The National Ocean Policy also gave coastal regions the choice to come together and engage in integrated ocean planning. Ocean planning, as created by the NOP, for the first time allowed federally-recognized tribes and coastal states to sit as equal co-planners with the federal government to develop priority issues and actions for their region, while working to better engage ocean users and coastal communities in decision-making.
This effort resulted in the nation’s first ever regional ocean plans for the Northeast and Mid-Atlantic regions in 2016, both of which created best practices for planners and outlined actions to promote healthy ocean ecosystems, sustainable ocean uses, and good decision-making.
For nearly a decade, the NOP facilitated efficiencies, transparency, and federal, state, tribal collaboration with ocean users. It was never the boogeyman the oil and gas industry, their lobbyists, and a few House Republicans tried to push onto Congress and coastal communities.
All told, the most critics threw at it was that the NOP would create “regulatory uncertainty” and hurt the ocean economy, but never produced any fact-based science or evidence to back their claims, exposing their argument for what it really was --- a red herring used to sow disinterest in ensuring the federal government could effectively view its management of industrial use of the ocean through a more holistic lens.
To further advance this agenda, the Trump Administration took the opportunity last month to repeal the NOP and rebuild the policy into the administration’s own image --- an image that reflects the industry-centric, short-term economic gain game that they play with an overwhelming amount our nation’s natural resources, not just the ocean, coasts and Great Lakes.
This new “Trump Policy” contains several new points, most notably trading the NOP’s stewardship ethic to protect, maintain, and restore the ocean, our coasts, and Great Lakes for one focused on data, science, and coordination. On its face, those are good things – and in fact things the NOP already embraced. What is missing is the statement of intent to foster stewardship. If the NOP was a scale equally balancing conservation and sustainable use, the Trump Policy is a scale with a thumb pressing down hard on the use side.
When you add this and Trump’s “America First” energy plan to the fact that nestled in the policy is a statement committing the federal government to ensure regulation and management decisions do not prevent productive and sustainable use of our nation’s waters, you can see where supporters of the balanced NOP have reason to be concerned. This is an ethic the Trump Administration has touted against nearly 80 environmental protections on the books to date.
According to the National Oceanic and Atmospheric Administration (NOAA), the recreational and tourism economy is growing at a rate faster than the rest of the economy.
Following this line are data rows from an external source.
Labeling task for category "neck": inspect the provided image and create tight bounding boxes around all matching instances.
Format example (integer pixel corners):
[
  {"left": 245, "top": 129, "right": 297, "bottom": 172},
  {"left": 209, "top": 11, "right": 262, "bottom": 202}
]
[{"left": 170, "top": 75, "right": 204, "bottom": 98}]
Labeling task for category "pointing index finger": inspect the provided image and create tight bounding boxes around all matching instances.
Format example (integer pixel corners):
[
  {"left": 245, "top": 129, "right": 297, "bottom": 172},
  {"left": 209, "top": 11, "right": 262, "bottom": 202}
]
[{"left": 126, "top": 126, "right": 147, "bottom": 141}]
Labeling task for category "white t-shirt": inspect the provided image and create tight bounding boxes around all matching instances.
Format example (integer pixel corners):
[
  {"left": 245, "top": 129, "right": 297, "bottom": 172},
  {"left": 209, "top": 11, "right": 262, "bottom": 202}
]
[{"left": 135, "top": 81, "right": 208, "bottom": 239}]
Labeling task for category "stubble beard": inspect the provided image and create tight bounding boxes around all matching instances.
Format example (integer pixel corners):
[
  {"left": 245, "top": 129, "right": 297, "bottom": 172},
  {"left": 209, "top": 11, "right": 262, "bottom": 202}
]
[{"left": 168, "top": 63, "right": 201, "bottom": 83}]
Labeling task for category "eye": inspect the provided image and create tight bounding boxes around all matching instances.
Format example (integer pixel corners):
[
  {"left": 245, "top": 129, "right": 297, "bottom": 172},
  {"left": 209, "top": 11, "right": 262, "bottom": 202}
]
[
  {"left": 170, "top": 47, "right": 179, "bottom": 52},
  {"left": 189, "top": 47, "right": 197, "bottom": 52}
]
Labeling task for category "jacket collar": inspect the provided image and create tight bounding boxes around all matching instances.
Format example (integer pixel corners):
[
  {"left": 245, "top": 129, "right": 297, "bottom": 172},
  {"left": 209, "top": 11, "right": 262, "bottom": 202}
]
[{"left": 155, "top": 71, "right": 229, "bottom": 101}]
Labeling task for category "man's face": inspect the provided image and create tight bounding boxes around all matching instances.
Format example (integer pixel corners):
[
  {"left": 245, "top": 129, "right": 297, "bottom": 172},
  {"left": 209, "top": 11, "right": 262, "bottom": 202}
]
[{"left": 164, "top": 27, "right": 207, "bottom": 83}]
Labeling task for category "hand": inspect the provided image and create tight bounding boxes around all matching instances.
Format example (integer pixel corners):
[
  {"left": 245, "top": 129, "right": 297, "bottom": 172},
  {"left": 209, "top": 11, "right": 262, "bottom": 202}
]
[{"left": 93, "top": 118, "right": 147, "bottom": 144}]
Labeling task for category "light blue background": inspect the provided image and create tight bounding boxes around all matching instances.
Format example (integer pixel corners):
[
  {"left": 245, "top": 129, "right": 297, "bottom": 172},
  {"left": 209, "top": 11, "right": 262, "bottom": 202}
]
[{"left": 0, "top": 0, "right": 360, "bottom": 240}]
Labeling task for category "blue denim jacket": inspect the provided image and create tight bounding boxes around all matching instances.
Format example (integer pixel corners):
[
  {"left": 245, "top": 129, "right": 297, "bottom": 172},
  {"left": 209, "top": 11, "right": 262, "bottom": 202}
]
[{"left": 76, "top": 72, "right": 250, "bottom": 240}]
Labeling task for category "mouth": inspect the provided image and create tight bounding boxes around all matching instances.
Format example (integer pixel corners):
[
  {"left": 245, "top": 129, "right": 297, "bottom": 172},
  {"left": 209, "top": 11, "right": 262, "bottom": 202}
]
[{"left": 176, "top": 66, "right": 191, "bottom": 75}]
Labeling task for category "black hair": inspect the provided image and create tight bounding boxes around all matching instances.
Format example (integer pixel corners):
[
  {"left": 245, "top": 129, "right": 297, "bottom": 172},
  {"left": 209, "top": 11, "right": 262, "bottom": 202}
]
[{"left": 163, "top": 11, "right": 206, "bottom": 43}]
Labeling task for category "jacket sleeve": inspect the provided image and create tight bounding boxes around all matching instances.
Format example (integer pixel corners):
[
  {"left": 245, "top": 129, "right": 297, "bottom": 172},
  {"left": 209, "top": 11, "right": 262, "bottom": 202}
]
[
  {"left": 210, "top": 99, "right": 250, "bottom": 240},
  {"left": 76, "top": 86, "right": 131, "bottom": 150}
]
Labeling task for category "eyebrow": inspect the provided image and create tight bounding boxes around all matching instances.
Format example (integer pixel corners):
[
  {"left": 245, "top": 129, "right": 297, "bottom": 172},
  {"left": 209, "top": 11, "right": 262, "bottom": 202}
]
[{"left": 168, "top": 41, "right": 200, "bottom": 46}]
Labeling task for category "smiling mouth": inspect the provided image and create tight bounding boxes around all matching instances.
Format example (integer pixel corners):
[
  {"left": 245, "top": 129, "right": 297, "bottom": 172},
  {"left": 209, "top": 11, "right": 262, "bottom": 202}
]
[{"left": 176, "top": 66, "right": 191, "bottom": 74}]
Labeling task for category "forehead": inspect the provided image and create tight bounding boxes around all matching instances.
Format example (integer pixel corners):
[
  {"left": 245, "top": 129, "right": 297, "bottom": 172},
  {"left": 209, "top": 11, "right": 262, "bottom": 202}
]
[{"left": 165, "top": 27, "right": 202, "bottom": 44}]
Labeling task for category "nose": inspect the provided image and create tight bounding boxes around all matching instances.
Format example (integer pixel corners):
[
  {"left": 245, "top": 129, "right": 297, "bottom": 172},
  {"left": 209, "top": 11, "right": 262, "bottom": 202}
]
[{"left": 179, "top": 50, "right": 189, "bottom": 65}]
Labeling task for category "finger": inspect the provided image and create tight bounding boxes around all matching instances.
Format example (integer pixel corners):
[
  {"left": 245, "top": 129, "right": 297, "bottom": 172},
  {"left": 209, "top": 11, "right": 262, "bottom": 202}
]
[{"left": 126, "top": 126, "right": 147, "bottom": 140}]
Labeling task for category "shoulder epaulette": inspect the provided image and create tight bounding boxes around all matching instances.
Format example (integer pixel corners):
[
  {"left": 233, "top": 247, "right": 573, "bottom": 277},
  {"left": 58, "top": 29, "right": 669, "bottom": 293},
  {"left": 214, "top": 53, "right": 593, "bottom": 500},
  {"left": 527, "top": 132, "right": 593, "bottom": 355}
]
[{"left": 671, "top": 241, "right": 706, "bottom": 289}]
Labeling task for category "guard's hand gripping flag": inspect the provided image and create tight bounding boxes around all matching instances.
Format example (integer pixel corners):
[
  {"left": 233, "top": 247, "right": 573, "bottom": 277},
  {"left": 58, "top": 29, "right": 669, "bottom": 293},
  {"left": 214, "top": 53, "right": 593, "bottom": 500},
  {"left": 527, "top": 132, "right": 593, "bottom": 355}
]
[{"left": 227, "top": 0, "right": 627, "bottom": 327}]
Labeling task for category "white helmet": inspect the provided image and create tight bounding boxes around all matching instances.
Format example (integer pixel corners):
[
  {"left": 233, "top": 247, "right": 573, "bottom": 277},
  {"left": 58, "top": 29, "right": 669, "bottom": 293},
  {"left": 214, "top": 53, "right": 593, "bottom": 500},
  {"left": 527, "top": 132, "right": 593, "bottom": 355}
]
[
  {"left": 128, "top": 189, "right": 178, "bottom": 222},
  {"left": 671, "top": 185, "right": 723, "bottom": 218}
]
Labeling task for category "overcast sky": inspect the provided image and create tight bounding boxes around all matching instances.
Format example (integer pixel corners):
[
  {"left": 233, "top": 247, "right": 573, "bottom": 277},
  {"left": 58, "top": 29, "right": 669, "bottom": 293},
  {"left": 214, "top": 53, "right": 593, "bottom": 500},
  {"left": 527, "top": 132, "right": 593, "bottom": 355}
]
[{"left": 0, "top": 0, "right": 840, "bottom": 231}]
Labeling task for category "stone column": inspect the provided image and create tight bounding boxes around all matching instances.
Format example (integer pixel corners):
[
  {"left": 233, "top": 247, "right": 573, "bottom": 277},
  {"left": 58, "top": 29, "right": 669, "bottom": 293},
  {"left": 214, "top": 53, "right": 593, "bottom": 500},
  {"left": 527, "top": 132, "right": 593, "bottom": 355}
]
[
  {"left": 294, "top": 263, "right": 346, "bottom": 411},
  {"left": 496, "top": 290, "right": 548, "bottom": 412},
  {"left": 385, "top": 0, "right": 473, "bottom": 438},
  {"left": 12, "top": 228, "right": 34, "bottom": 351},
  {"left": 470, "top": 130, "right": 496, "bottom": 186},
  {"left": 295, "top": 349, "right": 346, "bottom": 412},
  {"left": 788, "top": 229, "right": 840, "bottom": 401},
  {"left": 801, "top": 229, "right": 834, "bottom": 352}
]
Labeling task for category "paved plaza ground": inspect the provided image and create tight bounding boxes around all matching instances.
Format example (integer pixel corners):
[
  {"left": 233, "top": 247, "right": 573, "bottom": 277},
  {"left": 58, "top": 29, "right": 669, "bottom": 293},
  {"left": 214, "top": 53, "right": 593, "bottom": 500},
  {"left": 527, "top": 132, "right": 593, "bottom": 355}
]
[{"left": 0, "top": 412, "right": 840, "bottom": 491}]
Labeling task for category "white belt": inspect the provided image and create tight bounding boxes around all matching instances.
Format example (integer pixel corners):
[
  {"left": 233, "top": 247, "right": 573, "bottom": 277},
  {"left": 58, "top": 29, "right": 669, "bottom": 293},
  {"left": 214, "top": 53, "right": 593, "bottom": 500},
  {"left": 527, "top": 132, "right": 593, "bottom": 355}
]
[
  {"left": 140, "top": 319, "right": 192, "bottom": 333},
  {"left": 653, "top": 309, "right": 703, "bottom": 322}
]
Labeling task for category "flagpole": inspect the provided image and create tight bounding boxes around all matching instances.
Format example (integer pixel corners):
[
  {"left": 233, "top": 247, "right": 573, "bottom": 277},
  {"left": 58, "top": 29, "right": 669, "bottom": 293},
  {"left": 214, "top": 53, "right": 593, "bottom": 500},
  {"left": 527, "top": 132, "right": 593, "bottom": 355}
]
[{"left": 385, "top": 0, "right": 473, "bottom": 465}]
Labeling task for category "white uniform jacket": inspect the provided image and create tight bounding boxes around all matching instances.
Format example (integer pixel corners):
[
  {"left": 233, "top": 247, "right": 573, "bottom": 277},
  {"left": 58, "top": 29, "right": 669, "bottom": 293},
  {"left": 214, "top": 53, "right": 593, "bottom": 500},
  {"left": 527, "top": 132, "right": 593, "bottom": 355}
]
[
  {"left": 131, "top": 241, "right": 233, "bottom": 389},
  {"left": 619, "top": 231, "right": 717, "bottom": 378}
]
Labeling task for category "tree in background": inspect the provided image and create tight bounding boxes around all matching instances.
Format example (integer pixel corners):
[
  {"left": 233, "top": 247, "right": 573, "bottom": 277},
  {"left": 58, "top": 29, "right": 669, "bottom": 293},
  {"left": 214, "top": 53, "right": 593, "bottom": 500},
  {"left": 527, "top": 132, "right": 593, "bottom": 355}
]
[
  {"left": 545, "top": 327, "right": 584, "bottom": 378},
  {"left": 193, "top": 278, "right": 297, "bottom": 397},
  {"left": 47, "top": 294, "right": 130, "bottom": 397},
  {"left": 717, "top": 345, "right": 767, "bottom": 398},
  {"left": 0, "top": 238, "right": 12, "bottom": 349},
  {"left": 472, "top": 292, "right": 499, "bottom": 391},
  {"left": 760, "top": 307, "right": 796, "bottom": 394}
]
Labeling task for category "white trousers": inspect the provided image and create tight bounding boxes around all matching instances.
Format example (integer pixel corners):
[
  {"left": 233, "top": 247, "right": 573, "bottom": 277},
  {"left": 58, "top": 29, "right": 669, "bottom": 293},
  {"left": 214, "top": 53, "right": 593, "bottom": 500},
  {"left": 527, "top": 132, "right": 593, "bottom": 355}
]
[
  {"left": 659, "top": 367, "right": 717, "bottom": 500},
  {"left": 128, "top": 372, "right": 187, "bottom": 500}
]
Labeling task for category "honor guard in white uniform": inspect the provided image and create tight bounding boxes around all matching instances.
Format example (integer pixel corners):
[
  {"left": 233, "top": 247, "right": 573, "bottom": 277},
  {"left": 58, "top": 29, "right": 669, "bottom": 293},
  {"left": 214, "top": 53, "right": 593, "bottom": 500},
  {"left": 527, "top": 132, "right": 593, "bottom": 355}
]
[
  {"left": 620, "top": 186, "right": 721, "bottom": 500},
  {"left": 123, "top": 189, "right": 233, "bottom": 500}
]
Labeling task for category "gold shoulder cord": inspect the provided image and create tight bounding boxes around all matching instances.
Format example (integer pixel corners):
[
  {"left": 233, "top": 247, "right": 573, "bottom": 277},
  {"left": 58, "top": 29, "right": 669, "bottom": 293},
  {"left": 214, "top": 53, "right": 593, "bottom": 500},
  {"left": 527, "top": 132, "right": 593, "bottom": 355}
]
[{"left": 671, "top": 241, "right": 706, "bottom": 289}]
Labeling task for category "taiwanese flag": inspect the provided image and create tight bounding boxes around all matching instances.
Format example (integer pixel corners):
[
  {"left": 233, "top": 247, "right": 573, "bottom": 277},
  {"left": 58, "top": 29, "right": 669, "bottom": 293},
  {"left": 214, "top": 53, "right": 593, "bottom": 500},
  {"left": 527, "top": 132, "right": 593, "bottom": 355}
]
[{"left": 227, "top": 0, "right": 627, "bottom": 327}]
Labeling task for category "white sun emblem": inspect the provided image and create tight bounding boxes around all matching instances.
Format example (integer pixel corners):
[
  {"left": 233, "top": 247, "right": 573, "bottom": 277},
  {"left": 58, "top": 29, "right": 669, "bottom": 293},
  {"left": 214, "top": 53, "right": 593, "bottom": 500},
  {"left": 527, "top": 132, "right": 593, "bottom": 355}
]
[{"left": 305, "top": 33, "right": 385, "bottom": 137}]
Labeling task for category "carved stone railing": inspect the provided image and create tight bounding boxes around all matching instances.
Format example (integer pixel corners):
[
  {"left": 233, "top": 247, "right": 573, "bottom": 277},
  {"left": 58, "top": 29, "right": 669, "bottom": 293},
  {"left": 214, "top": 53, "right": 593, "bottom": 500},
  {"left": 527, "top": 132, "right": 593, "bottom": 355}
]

Every sector of the ocean economy grew in every single year the NOP existed – with only one blip - in 2015, the oil and gas sector fell in its contribution to GDP and employment. But hey, don’t blame that on the NOP, instead look at the decline of gas prices and an increased investment in renewable energy.
In the end, the NOP’s demise came because it tried to do something important that the Trump Administration doesn’t value or understand: a balanced approach to governance. For now, we live with the new reality, continue to support the states and tribes in their work to carry the torch forward, and plan for another day where brighter more balanced minds prevail.